"I can understand that."

Cassy gestured. "It is not this empty room, it is the doors that slam. We know we should hasten to love those whom we do love, lest they leave us forever before we have loved them enough. But do we? We think we have time and to spare. I know I thought so. I was careless, forgetful, selfish. That is one of the doors. I can't close it."

"Time will."

"Perhaps. Meanwhile I am told I should change my name. At first, I felt very bitterly toward you for what you did here. It seemed inhuman of you.
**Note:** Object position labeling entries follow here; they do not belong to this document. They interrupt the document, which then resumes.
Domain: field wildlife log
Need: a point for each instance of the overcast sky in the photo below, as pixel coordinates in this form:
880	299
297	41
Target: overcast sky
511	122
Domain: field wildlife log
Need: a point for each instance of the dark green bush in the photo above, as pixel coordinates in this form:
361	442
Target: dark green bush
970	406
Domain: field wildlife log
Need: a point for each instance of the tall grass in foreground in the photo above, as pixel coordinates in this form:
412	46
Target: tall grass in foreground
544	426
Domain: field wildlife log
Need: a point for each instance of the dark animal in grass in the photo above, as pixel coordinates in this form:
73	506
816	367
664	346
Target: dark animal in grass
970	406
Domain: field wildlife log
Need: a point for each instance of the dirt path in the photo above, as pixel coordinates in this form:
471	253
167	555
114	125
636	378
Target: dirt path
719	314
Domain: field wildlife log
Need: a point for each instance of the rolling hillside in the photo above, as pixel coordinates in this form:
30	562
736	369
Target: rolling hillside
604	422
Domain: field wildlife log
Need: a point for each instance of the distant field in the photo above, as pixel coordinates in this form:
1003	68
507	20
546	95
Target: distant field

Since then I have realised that you could not have done otherwise. It saved Mr. Lennox. I would have done that."

"I am sure of it."

"But I won't change my name. I won't put such an affront on the poor dear who thought—yet there! I shall never know what he thought, but who, however wrongly, did it because of me. If only I had not told him! I ought never to have said a word. Never! That door slams the loudest. It wakes me. It is slamming all the time."

"That too shall pass."

Cassy doubted it. The door and the noise of it hurt. Her eyes filled. Yet, too sensitive to weep at anybody, even at an inkbeast, she stood up, went to the window and, while reabsorbing her tears, looked, or affected to look, at a lean stripe of blue sky.

Meditatively Jones considered her. "Fine day for a walk."

It was as though he had offered her a handkerchief. Tearful no longer, but annoyed, she turned and sat down.